According to The Observer: “Nick Clegg has staked his political reputation on a pledge that under the coalition government there will be no return to the savage cuts of the 1980s.” But how savage were those cuts? In fact, were there actually any cuts at all?

The evidence suggests not. In fact, from May 1979 to April 1991, public spending rose from £330bn to £369bn. In real terms, that was an average spending increase of 1% a year. If the coalition government wants to meet its stated aim of eliminating the structural part of the budget deficit over the course of a five-year parliament, they’ll need to do much better than that.

To be fair though, Nick Clegg does not himself talk about ‘the savage cuts of the 1980s’ – those words belong to The Observer.
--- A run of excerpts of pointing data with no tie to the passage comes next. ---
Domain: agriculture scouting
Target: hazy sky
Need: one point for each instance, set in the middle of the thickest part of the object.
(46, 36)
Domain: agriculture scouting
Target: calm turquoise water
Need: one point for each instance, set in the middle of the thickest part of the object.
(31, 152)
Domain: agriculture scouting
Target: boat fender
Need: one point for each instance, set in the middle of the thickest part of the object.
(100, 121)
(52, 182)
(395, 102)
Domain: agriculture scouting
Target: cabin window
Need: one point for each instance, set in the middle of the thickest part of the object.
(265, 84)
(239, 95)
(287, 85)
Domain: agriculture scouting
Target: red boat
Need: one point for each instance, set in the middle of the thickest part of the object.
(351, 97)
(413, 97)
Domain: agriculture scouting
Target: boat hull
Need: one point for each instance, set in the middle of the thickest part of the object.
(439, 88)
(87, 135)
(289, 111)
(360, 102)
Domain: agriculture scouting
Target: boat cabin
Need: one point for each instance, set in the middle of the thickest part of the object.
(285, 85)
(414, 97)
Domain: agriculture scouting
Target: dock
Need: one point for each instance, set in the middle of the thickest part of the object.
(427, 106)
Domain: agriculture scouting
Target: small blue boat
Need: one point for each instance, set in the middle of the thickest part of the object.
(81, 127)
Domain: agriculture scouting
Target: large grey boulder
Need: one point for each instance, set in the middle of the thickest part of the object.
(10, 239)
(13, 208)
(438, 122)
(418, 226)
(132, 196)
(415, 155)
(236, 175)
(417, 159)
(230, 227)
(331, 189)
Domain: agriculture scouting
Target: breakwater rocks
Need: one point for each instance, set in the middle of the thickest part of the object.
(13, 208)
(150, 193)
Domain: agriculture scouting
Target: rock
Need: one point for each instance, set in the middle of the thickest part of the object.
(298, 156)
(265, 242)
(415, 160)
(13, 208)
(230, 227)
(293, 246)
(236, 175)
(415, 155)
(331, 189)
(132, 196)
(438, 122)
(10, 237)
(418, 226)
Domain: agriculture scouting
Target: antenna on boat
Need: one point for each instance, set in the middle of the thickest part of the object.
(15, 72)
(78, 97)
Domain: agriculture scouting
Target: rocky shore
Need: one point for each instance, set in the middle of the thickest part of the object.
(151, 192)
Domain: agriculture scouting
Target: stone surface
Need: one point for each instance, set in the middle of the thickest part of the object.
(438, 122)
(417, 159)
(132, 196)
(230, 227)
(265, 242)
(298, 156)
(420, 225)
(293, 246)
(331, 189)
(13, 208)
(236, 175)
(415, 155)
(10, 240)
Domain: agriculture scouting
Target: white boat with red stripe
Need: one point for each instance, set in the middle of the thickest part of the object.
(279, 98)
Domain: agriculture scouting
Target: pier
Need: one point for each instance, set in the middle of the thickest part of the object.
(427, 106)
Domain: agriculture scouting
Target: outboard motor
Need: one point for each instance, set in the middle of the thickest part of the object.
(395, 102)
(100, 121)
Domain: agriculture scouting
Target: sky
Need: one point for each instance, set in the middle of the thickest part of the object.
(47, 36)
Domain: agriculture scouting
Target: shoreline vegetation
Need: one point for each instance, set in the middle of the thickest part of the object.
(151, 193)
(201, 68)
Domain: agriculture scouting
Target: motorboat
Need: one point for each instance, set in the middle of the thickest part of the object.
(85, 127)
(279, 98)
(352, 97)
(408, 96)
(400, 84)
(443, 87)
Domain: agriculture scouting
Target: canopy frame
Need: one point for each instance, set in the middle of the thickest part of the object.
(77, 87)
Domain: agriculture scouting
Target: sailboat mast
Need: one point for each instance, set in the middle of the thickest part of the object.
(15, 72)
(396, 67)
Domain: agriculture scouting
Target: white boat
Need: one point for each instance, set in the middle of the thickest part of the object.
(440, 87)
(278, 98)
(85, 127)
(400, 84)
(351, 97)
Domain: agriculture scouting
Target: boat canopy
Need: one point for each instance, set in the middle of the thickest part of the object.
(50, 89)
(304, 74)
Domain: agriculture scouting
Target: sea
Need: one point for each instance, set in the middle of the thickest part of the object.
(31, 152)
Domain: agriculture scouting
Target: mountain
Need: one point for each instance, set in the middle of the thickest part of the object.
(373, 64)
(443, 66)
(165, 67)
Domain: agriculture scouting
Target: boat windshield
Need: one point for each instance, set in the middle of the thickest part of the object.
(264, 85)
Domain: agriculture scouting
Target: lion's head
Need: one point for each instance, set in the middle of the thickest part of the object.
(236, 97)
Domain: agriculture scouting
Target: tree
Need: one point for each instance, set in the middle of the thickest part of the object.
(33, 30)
But it does underline the fact that there are many misconceptions about the 1980s, and the extent to which the state was ‘rolled back’. Both the ‘left’ and the ‘right’ tend to exaggerate it.

Clegg’s real argument in the Observer interview is that the coalition government is going to implement cuts in a different way, avoiding confrontations, social divisions, and regional disparities, and generally take the country with them. The idea is to make deficit reduction about more than just ‘cuts’, and to put the focus on reforming the state. That’s a sentiment with which the Adam Smith Institute would heartily concur.

But no one should fool themselves that the necessary reductions in expenditure are going to be easy to implement, or that vested interests are not going to resist them bitterly. The nature Gordon Brown’s client state, under which millions of people are dependent on the taxpayers’ largesse for their pay and position, makes that impossible.

In other words, the deputy prime minister may be right to reject a 1980s approach to deficit reduction. But if the government is to succeed, it will still need to emulate Mrs Thatcher’s singularity of purpose and clarity of vision. I suspect both David Cameron and Nick Clegg know that.